A partir da decisão, Moraes pode, a qualquer momento, decretar o cumprimento das penas e definir os locais de encarceramento. Bolsonaro foi condenado pela Primeira Turma do STF a 27 anos e 3 meses de prisão, em regime inicial fechado, por chefiar uma organização criminosa que tentou impedir a posse de Luiz Inácio Lula da Silva e subverter o Estado democrático de Direito. Ramagem deve cumprir pena de 16 anos, 1 mês e 15 dias, e Anderson Torres, 24 anos, ambos também em regime fechado.

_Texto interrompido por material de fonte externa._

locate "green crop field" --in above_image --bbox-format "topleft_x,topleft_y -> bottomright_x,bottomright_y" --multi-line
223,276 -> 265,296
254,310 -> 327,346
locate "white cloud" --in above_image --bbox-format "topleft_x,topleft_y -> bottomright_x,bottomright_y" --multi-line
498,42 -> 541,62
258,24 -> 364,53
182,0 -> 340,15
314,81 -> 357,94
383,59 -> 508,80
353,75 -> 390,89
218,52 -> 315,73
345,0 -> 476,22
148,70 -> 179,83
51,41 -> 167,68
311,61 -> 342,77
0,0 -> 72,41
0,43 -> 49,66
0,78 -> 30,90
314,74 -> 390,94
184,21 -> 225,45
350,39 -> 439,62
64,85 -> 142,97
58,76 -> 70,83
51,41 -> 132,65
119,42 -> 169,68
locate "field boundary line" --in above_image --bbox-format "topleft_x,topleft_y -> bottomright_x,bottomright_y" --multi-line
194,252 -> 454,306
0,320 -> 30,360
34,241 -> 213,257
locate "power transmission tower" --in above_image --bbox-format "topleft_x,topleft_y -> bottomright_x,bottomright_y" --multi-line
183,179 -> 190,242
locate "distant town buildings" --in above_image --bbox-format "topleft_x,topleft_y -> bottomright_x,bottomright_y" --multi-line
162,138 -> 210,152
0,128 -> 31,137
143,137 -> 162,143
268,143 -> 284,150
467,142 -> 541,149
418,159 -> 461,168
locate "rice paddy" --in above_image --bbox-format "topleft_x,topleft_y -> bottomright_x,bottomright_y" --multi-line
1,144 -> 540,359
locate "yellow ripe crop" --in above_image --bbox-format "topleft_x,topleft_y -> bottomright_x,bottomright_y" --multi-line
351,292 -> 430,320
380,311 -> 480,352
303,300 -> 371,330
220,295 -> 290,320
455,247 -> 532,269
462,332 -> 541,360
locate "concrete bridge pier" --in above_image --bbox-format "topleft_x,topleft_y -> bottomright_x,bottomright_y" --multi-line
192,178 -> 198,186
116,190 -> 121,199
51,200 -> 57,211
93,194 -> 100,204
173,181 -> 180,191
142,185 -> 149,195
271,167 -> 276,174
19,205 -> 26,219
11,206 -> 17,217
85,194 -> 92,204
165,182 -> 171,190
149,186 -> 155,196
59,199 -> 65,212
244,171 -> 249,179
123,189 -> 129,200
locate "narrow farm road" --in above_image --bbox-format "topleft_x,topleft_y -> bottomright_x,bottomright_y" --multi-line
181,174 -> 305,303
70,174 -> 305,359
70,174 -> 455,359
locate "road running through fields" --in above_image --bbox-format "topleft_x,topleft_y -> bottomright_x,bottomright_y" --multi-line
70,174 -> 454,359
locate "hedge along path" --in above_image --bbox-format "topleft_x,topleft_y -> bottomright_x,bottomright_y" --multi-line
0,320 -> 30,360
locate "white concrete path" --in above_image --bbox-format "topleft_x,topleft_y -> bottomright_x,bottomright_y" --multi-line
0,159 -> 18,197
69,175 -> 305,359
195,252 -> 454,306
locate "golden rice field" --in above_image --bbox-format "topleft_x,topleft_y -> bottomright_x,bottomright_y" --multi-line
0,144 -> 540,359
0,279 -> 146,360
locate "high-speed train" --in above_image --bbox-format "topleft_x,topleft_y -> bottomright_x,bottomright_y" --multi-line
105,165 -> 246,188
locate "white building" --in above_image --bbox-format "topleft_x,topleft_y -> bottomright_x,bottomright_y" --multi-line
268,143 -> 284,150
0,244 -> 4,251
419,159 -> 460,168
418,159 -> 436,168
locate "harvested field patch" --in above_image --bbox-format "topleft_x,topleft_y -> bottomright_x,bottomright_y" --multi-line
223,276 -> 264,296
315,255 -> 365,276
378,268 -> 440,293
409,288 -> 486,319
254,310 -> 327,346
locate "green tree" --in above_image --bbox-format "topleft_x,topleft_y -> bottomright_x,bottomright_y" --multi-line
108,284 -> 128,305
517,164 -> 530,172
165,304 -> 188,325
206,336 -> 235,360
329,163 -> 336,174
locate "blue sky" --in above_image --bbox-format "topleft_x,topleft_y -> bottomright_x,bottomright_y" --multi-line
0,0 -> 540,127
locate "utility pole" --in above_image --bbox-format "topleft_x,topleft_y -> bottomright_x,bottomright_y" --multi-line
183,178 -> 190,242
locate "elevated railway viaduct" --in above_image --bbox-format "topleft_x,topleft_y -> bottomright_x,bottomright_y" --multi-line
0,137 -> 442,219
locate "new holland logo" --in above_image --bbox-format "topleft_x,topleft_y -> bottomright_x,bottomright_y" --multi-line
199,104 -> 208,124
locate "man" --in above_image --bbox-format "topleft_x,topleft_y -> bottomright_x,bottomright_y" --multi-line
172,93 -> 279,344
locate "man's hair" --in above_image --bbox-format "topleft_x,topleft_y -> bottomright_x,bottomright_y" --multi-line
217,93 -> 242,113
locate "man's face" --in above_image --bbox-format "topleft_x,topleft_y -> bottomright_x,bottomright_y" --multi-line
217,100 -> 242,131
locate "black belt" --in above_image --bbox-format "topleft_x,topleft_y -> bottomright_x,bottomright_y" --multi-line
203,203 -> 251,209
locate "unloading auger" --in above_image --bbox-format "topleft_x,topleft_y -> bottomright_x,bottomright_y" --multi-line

Embargos infringentes não se aplicam
As defesas ainda poderiam tentar apresentar embargos infringentes até o fim da semana. No entanto, pela jurisprudência do STF, esse recurso só é admitido quando há ao menos dois votos pela absolvição — o que não ocorreu no julgamento de setembro. Por isso, o Supremo concluiu que os infringentes não são cabíveis e determinou o trânsito em julgado independentemente da eventual apresentação da peça. A prisão pode ocorrer mesmo antes disso.
Quem mais foi condenado
Além de Bolsonaro, Ramagem e Torres, também foram condenados por participação no plano golpista:
Almir Garnier, ex-comandante da Marinha
Augusto Heleno, ex-chefe do GSI
Paulo Sérgio Nogueira, ex-ministro da Defesa
Walter Braga Netto, general e ex-ministro
Mauro Cid, ex-ajudante de ordens (delator; cumpre pena domiciliar de 2 anos)
Todos — exceto Mauro Cid — aguardam o encerramento de seus respectivos prazos recursais.
Bolsonaro já está preso, mas por outro caso
O ex-presidente permanece detido na Superintendência da Polícia Federal, em Brasília, desde sábado (22), por ordem de Moraes, mas a prisão atual não tem relação direta com o processo do golpe. Trata-se de prisão preventiva decretada após a PF identificar dois fatores: violação da tornozeleira eletrônica utilizada no regime domiciliar e risco de fuga, reforçado por uma convocação de vigília religiosa na porta de sua casa, feita pelo senador Flávio Bolsonaro (PL-RJ).
Segundo Moraes, a combinação dos fatores indicava possibilidade real de evasão, semelhante a movimentações já registradas entre aliados do ex-presidente. A defesa alega que Bolsonaro sofre de “confusão mental e alucinações” devido à interação entre medicamentos e nega qualquer plano de fuga.
STF mantém prisão preventiva
Na segunda-feira (24), a Primeira Turma do STF decidiu, por unanimidade, manter a prisão preventiva do ex-presidente. Os ministros acompanharam Moraes, que afirmou que Bolsonaro “violou dolosa e conscientemente” o monitoramento eletrônico e destacou o risco de fuga às vésperas do trânsito em julgado.
A expectativa agora recai sobre a decisão do ministro Moraes para iniciar a execução das penas, o que pode ocorrer a qualquer momento.